Implementation of sparse_hash_map, dense_hash_map, and sparsetable

This document contains a few notes on how the data structures in this package are implemented. This discussion refers at several points to the classic text in this area: Knuth, The Art of Computer Programming, Vol 3, Hashing.

`sparsetable`

For specificity, consider the declaration

   sparsetable<Foo> t(100);        // a sparse array with 100 elements

A sparsetable is a random container that implements a sparse array, that is, an array that uses very little memory to store unassigned indices (in this case, between 1-2 bits per unassigned index). For instance, if you allocate an array of size 5 and assign a[2] = [big struct], then a[2] will take up a lot of memory but a[0], a[1], a[3], and a[4] will not. Array elements that have a value are called "assigned". Array elements that have no value yet, or have had their value cleared using erase() or clear(), are called "unassigned". For assigned elements, lookups return the assigned value; for unassigned elements, they return the default value, which for t is Foo().

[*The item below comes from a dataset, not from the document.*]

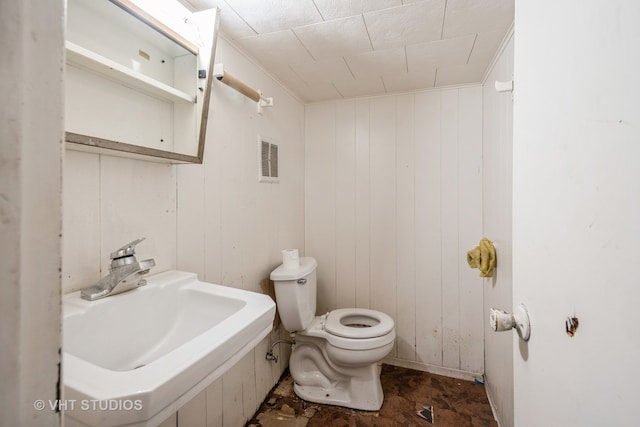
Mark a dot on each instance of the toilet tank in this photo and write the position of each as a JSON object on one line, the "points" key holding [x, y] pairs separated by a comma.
{"points": [[296, 294]]}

sparsetable is implemented as an array of "groups". Each group is responsible for M array indices. The first group knows about t[0]..t[M-1], the second about t[M]..t[2M-1], and so forth. (M is 48 by default.) At construct time, t creates an array of (99/M + 1) groups. From this point on, all operations -- insert, delete, lookup -- are passed to the appropriate group. In particular, any operation on t[i] is actually performed on (t.group[i / M])[i % M].

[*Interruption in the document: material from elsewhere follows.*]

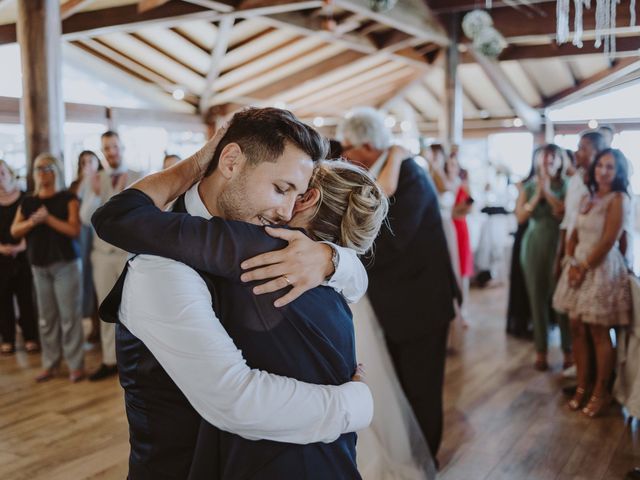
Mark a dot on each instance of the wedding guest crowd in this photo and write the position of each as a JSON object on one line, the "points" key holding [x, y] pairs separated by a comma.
{"points": [[47, 254], [49, 221], [15, 281]]}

Each group contains of a vector, which holds assigned values, and a bitmap of size M, which indicates which indices are assigned. A lookup works as follows: the group is asked to look up index i, where i < M. The group looks at bitmap[i]. If it's 0, the lookup fails. If it's 1, then the group has to find the appropriate value in the vector.

`find()`

Finding the appropriate vector element is the most expensive part of the lookup. The code counts all bitmap entries <= i that are set to 1. (There's at least 1 of them, since bitmap[i] is 1.) Suppose there are 4 such entries. Then the right value to return is the 4th element of the vector: vector[3]. This takes time O(M), which is a constant since M is a constant.

`insert()`

Insert starts with a lookup. If the lookup succeeds, the code merely replaces vector[3] with the new value. If the lookup fails, then the code must insert a new entry into the middle of the vector. Again, to insert at position i, the code must count all the bitmap entries <= i that are set to 1. This indicates the position to insert into the vector. All vector entries above that position must be moved to make room for the new entry. This takes time, but still constant time since the vector has size at most M.

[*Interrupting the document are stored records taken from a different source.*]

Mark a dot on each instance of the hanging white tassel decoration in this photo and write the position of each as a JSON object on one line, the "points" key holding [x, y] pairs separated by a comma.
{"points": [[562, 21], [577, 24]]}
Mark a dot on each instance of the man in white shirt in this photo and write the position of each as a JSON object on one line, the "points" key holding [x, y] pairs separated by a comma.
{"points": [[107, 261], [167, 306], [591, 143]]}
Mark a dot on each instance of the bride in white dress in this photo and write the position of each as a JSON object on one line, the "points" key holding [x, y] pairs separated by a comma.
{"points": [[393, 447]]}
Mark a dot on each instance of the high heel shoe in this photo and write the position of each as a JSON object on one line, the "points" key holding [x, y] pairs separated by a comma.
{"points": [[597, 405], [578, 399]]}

(Inserts could be made faster by using a list instead of a vector to hold group values, but this would use much more memory, since each list element requires a full pointer of overhead.)

The only metadata that needs to be updated, after the actual value is inserted, is to set bitmap[i] to 1. No other counts must be maintained.

`delete()`

Deletes are similar to inserts. They start with a lookup. If it fails, the delete is a noop. Otherwise, the appropriate entry is removed from the vector, all the vector elements above it are moved down one, and bitmap[i] is set to 0.

iterators

Sparsetable iterators pose a special burden. They must iterate over unassigned array values, but the act of iterating should not cause an assignment to happen -- otherwise, iterating over a sparsetable would cause it to take up much more room. For const iterators, the matter is simple: the iterator is merely programmed to return the default value -- Foo() -- when dereferenced while pointing to an unassigned entry.

For non-const iterators, such simple techniques fail. Instead, dereferencing a sparsetable_iterator returns an opaque object that acts like a Foo in almost all situations, but isn't actually a Foo. (It does this by defining operator=(), operator value_type(), and, most sneakily, operator&().) This works in almost all cases. If it doesn't, an explicit cast to value_type will solve the problem:

   printf("%d", static_cast<Foo>(*t.find(0)));

To avoid such problems, consider using get() and set() instead of an iterator:

   for (int i = 0; i < t.size(); ++i)
      if (t.get(i) == ...)  t.set(i, ...);

Sparsetable also has a special class of iterator, besides normal and const: nonempty_iterator. This only iterates over array values that are assigned. This is particularly fast given the sparsetable implementation, since it can ignore the bitmaps entirely and just iterate over the various group vectors.

Resource use

The space overhead for an sparsetable of size N is N + 48N/M bits. For the default value of M, this is exactly 2 bits per array entry. (That's for 32-bit pointers; for machines with 64-bit pointers, it's N + 80N/M bits, or 2.67 bits per entry.) A larger M would use less overhead -- approaching 1 bit per array entry -- but take longer for inserts, deletes, and lookups. A smaller M would use more overhead but make operations somewhat faster.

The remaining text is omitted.